In its broadest sense, biodiversity encompasses individual species, genetic variety within species, natural communities in which these species interact, and ecosystems and landscapes in which species evolve and coexist.
Although conservation efforts to safeguard biodiversity tend to focus on unusual flora or uncommon animals, biodiversity actually embraces all of nature, including both common and rare components, as well as even more obscure creatures such as fungi and bacteria.
Natural catastrophes like fires, floods, and storms are now recognised by ecologists as critical to ecosystem integrity. These processes can be predictable disruptive events, such as annual flooding and fires that pass through a forest on a regular basis, or unanticipated and uncommon large-scale disturbances, such as earthquakes and volcano eruptions.
All are essential to the survival of ecosystems and the species they support. Sprawling growth suppresses or alters these natural disturbance regimes. Sprawl can lead to anthropogenic disturbances such clearing for home construction, trampling, trash, and vandalism.

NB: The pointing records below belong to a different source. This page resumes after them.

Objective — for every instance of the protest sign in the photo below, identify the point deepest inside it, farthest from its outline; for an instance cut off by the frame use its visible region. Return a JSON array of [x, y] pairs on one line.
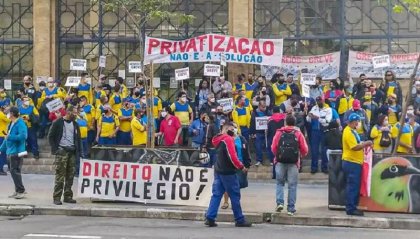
[[261, 122], [227, 104], [54, 105], [134, 66], [211, 70], [78, 64], [147, 183], [102, 61], [327, 66], [73, 81], [182, 73], [381, 61], [401, 64], [208, 47], [308, 79]]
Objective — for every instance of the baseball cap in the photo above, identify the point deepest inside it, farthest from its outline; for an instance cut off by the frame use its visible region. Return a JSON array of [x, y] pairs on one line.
[[356, 104], [354, 117]]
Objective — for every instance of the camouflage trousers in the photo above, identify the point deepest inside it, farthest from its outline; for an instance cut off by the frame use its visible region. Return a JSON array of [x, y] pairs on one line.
[[65, 163]]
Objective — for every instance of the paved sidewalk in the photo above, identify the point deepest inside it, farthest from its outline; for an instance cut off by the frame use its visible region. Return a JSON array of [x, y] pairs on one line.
[[258, 202]]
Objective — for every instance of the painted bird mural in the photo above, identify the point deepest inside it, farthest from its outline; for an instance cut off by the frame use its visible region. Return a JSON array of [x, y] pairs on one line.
[[390, 188]]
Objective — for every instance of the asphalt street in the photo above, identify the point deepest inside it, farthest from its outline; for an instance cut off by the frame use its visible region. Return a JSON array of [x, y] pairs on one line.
[[35, 227]]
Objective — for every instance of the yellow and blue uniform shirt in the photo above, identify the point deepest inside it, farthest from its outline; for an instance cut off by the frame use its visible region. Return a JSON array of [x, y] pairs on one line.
[[138, 130], [26, 112], [182, 111], [242, 116], [281, 93], [108, 124], [125, 126]]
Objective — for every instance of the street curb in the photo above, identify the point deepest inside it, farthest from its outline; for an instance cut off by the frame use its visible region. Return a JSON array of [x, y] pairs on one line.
[[176, 214]]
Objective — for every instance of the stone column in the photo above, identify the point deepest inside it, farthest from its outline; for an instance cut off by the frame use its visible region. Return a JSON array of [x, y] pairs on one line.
[[241, 24], [43, 38]]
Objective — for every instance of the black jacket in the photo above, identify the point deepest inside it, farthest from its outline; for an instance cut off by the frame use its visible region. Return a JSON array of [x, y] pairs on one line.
[[56, 133]]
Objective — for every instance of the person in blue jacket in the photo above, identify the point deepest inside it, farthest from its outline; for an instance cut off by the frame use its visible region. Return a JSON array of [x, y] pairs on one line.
[[14, 146]]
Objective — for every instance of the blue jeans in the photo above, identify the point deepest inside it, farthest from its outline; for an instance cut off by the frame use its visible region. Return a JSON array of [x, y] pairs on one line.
[[32, 141], [107, 141], [3, 157], [289, 173], [245, 132], [260, 146], [317, 141], [222, 184], [352, 173], [124, 138]]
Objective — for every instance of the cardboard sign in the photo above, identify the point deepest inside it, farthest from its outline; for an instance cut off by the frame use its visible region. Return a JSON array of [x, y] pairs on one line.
[[306, 90], [222, 59], [261, 122], [73, 81], [308, 79], [78, 64], [211, 70], [227, 104], [182, 73], [381, 61], [134, 66], [102, 61], [54, 105], [146, 183], [7, 84]]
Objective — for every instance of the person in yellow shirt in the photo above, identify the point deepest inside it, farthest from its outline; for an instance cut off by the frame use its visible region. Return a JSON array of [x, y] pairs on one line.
[[382, 135], [4, 122], [30, 115], [353, 157], [85, 89], [108, 126], [241, 115], [281, 90], [184, 112], [125, 115], [139, 127]]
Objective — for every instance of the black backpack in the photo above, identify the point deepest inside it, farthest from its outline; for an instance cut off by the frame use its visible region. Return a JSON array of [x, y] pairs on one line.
[[385, 139], [288, 148]]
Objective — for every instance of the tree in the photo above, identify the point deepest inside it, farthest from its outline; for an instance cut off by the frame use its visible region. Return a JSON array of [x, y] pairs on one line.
[[141, 12]]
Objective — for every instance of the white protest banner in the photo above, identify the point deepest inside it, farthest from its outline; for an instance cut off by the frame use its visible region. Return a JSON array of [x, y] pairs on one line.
[[73, 81], [381, 61], [327, 66], [261, 122], [7, 84], [208, 48], [102, 61], [211, 70], [147, 183], [401, 64], [182, 73], [78, 64], [227, 104], [223, 59], [134, 66], [306, 90], [308, 79], [156, 82], [54, 105]]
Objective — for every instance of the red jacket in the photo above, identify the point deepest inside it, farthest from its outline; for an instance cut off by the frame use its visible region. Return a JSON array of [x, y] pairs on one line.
[[303, 146]]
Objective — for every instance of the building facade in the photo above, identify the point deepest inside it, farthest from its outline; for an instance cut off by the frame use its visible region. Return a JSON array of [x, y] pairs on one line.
[[39, 37]]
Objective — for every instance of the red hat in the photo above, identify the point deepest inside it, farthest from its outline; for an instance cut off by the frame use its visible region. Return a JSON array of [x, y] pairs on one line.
[[356, 104]]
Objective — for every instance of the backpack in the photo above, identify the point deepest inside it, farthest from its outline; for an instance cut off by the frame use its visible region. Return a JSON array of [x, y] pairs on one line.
[[385, 139], [288, 148]]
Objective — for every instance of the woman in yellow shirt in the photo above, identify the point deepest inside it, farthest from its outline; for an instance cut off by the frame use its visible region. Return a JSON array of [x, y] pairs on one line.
[[382, 135]]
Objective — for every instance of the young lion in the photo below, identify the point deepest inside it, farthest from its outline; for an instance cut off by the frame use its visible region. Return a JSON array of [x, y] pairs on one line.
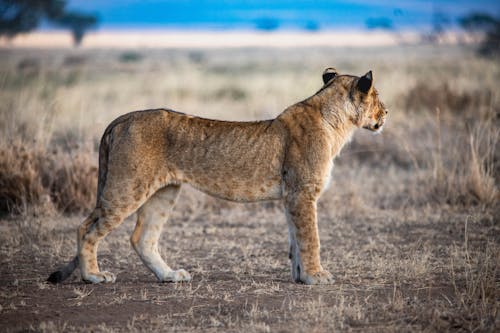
[[145, 156]]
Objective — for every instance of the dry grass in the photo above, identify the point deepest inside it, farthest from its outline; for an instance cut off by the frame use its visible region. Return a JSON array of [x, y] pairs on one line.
[[409, 226]]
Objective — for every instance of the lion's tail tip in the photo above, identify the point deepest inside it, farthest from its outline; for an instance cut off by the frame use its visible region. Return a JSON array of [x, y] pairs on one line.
[[56, 277]]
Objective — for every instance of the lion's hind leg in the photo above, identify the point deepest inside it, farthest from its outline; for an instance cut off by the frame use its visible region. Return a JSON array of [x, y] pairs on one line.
[[151, 217]]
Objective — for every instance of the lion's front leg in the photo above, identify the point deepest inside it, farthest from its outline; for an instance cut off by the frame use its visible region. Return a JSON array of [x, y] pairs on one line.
[[304, 240]]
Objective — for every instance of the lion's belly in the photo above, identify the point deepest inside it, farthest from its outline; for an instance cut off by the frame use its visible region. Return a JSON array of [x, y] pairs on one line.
[[235, 187]]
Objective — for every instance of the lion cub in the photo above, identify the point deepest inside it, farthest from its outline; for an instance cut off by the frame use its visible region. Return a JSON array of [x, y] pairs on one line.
[[145, 156]]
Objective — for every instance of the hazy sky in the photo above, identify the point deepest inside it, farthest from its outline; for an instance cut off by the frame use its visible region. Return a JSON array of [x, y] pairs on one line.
[[240, 14]]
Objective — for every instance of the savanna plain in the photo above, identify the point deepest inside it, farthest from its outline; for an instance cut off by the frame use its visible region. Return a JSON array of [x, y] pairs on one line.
[[409, 225]]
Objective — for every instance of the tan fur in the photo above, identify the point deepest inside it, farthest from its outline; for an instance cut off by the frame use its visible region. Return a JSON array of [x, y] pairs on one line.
[[146, 155]]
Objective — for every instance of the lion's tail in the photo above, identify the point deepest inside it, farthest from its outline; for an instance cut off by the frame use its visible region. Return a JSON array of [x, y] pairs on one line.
[[65, 272]]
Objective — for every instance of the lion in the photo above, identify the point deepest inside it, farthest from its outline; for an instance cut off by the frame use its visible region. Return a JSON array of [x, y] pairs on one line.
[[145, 156]]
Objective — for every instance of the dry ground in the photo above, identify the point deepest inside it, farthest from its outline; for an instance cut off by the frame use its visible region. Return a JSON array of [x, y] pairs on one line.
[[409, 226]]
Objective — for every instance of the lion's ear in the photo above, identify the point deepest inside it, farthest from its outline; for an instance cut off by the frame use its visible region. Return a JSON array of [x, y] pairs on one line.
[[365, 82], [329, 74]]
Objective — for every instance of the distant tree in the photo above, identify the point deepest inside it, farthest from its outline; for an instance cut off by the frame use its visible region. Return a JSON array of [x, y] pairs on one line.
[[20, 16], [78, 23], [483, 22], [267, 24], [382, 23], [311, 26]]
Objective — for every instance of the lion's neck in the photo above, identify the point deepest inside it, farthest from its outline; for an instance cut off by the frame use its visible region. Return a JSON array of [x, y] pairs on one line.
[[336, 111]]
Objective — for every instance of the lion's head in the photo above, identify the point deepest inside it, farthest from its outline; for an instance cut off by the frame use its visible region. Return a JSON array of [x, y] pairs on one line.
[[367, 109]]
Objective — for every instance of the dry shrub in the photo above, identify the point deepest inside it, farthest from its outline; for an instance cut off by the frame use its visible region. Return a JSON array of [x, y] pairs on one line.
[[474, 275], [468, 105], [464, 171], [33, 176]]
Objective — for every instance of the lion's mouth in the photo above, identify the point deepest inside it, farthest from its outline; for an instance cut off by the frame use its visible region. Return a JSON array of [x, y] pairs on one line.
[[377, 127]]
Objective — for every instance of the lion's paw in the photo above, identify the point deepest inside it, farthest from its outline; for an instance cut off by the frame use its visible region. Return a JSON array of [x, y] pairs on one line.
[[180, 275], [321, 277], [99, 277]]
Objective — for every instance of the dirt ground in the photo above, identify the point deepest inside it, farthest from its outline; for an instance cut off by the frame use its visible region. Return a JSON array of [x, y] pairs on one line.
[[392, 274]]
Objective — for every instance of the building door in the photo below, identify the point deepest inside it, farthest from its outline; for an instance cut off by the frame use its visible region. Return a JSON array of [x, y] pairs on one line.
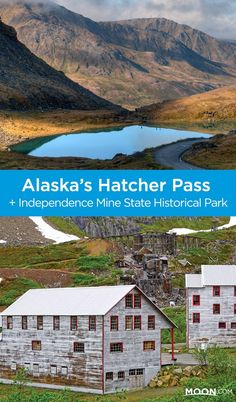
[[136, 378]]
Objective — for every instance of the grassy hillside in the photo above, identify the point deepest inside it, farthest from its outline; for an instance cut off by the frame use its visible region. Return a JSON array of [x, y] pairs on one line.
[[200, 223], [219, 104], [218, 153]]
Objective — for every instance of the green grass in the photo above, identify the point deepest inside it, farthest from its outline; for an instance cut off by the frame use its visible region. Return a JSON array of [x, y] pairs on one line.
[[166, 224], [66, 225], [53, 256], [96, 271], [11, 393], [11, 289], [178, 316], [100, 263]]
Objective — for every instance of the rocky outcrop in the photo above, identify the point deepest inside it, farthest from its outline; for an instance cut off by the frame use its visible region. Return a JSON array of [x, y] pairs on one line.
[[28, 83], [124, 61], [105, 227]]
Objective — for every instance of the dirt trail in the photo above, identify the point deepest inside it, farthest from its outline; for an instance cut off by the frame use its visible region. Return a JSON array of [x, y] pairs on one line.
[[170, 155]]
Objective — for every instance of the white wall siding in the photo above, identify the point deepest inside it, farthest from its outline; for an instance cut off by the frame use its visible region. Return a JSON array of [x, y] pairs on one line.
[[133, 356], [84, 369], [208, 328]]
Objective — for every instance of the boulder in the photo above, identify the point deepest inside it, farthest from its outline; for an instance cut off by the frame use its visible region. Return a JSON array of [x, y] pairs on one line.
[[177, 371], [187, 371]]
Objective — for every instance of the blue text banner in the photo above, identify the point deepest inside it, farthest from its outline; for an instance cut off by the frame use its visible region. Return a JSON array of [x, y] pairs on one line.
[[118, 193]]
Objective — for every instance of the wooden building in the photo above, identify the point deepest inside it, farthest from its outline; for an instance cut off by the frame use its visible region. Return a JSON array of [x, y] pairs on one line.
[[211, 306], [100, 339]]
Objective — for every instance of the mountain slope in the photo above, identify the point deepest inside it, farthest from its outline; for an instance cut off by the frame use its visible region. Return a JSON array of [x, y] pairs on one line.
[[26, 82], [211, 106], [133, 63]]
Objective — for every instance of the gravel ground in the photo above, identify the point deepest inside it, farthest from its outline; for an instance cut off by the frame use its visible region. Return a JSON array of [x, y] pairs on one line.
[[170, 155]]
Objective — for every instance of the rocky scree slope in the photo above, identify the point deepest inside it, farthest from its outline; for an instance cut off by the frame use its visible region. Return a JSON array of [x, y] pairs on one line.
[[134, 62], [27, 82]]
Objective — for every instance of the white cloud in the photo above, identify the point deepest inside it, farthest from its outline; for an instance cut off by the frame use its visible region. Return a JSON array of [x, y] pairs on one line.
[[216, 17]]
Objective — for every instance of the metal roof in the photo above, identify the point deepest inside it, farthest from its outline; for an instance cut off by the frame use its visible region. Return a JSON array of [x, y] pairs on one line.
[[212, 275], [73, 301], [193, 280], [68, 301]]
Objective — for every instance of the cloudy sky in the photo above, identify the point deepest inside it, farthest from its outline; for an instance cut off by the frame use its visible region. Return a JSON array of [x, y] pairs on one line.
[[216, 17]]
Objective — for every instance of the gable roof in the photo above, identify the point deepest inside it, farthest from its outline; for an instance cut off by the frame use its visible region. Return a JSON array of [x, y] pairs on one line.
[[193, 280], [68, 301], [73, 301], [212, 275]]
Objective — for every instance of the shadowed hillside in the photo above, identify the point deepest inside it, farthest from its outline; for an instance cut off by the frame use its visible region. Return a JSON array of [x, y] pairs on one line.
[[212, 106], [133, 63], [27, 82]]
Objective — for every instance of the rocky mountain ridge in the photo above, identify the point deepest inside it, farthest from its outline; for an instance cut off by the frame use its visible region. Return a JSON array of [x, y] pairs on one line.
[[28, 83], [133, 63]]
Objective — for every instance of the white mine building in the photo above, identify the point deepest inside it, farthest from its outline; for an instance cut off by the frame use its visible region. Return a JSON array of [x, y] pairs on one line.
[[98, 339], [211, 306]]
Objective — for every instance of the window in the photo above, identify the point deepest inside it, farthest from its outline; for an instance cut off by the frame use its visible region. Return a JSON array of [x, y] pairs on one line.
[[40, 323], [92, 323], [36, 345], [27, 366], [149, 345], [216, 290], [196, 300], [151, 322], [109, 376], [116, 347], [56, 323], [140, 371], [114, 324], [9, 322], [64, 370], [13, 366], [35, 368], [129, 301], [222, 325], [121, 375], [78, 347], [24, 322], [137, 322], [137, 301], [196, 318], [53, 370], [73, 323], [136, 372], [129, 323], [216, 308]]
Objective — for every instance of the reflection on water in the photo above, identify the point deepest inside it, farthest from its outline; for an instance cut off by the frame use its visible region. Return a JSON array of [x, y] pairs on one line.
[[105, 144]]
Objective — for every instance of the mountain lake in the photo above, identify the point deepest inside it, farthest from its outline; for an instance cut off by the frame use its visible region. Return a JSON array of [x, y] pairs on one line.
[[104, 143]]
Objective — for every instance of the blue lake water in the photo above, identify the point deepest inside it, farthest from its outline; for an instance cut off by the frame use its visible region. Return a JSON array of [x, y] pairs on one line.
[[105, 143]]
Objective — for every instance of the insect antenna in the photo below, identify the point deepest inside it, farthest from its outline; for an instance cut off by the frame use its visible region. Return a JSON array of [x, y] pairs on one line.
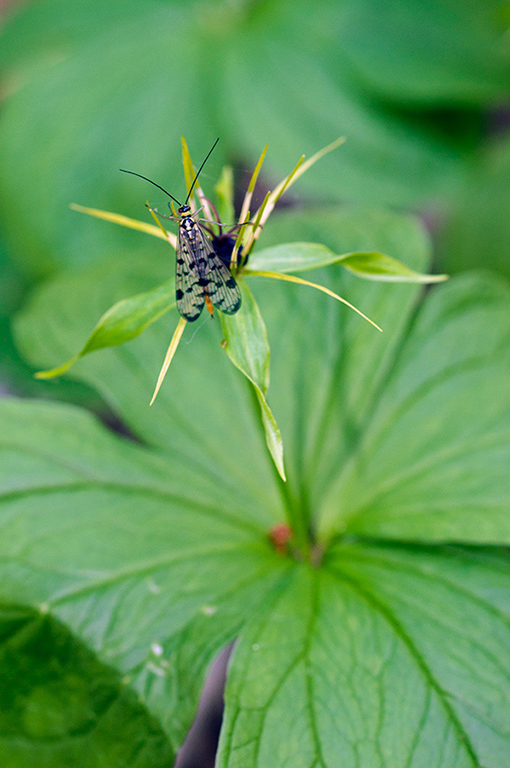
[[157, 185], [199, 170]]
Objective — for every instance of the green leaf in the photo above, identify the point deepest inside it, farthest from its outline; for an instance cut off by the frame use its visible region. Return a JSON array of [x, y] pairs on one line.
[[433, 53], [299, 257], [59, 704], [399, 440], [248, 348], [450, 379], [477, 233], [123, 322], [67, 125], [312, 99]]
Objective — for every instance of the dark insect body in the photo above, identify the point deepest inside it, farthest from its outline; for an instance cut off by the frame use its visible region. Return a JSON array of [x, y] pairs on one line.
[[202, 275], [224, 246]]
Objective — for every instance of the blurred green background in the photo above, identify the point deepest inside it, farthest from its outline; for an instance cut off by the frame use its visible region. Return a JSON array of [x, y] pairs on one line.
[[420, 90]]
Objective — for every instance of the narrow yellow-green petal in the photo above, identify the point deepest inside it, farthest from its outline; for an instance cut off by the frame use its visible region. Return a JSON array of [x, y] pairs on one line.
[[256, 229], [251, 186], [224, 190], [168, 235], [189, 172], [239, 240], [169, 355], [300, 281], [122, 322]]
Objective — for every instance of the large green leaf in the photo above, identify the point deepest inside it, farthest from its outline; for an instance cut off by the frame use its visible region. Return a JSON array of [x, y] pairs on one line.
[[95, 88], [60, 706], [362, 656], [477, 232], [438, 52]]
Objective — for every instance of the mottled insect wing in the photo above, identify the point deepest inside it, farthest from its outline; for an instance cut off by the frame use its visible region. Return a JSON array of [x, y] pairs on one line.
[[201, 272], [189, 290]]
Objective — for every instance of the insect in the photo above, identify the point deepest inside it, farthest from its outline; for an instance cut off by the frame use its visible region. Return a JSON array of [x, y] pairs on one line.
[[202, 276]]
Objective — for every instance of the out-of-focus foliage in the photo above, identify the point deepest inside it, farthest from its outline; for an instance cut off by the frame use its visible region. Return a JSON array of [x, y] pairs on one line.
[[93, 86]]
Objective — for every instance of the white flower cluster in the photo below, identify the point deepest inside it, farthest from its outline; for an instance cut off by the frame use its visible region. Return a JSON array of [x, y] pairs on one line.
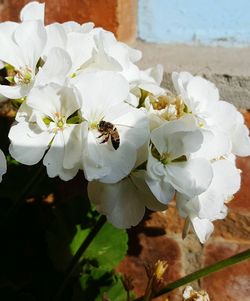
[[86, 105]]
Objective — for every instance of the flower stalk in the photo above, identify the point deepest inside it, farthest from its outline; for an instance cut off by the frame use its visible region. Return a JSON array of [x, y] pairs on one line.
[[202, 273], [75, 260]]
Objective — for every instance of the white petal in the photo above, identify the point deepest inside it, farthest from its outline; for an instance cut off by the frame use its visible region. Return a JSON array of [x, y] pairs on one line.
[[100, 91], [133, 127], [215, 144], [80, 47], [180, 81], [226, 178], [241, 141], [15, 92], [55, 69], [73, 145], [190, 178], [32, 11], [203, 228], [138, 178], [56, 37], [9, 51], [162, 190], [53, 98], [28, 143], [53, 160], [120, 202], [202, 91], [31, 37], [102, 162], [3, 165], [180, 137]]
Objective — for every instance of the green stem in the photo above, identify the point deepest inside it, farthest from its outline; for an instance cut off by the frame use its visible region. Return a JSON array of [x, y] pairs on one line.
[[74, 263], [22, 194], [202, 273]]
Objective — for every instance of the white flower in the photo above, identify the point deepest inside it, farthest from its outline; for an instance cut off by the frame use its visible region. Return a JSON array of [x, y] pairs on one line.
[[124, 202], [22, 46], [199, 95], [32, 11], [49, 127], [101, 97], [169, 167], [190, 294], [231, 122], [210, 205], [3, 165]]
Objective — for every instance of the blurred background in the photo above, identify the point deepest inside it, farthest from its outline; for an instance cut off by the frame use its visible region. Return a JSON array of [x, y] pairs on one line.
[[210, 38]]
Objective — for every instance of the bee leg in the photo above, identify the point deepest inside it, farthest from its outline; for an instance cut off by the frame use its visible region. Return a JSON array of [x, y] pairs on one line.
[[101, 135], [105, 140]]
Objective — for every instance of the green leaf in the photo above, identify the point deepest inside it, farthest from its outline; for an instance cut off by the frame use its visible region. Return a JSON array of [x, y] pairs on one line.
[[108, 248], [96, 283]]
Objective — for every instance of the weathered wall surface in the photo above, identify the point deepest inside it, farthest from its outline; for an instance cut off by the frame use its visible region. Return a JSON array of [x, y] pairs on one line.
[[159, 236], [118, 16], [210, 22]]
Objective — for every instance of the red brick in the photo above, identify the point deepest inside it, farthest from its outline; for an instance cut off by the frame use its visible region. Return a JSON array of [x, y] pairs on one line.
[[118, 16], [232, 283], [241, 202], [153, 248], [235, 227]]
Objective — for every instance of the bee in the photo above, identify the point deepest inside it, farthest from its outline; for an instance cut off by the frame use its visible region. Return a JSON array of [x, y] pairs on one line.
[[107, 129]]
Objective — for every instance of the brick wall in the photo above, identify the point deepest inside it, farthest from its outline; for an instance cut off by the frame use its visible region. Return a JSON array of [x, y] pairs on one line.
[[118, 16], [159, 236]]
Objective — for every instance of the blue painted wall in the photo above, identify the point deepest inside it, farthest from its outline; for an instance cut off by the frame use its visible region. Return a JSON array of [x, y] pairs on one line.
[[211, 22]]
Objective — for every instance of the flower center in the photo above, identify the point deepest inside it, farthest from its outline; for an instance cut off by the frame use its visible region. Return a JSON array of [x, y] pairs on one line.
[[23, 76], [60, 121], [169, 107]]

Pollination is widely described as the movement of pollen within and between compatible blooms. Pollen transports male nuclei, hence pollination is an important phase in sexual reproduction for seed plants, which dominate Earth’s terrestrial flora.
Wind, birds, bats, and insects, mostly bees, but also beetles, flies, wasps, moths, and butterflies, are primary pollinators. There is insufficient information to make broad generalisations about the links between sprawl, pollination, and seed set, although urban and suburban development does affect ecological factors crucial to pollinators, such as plant community composition and reproductive chances.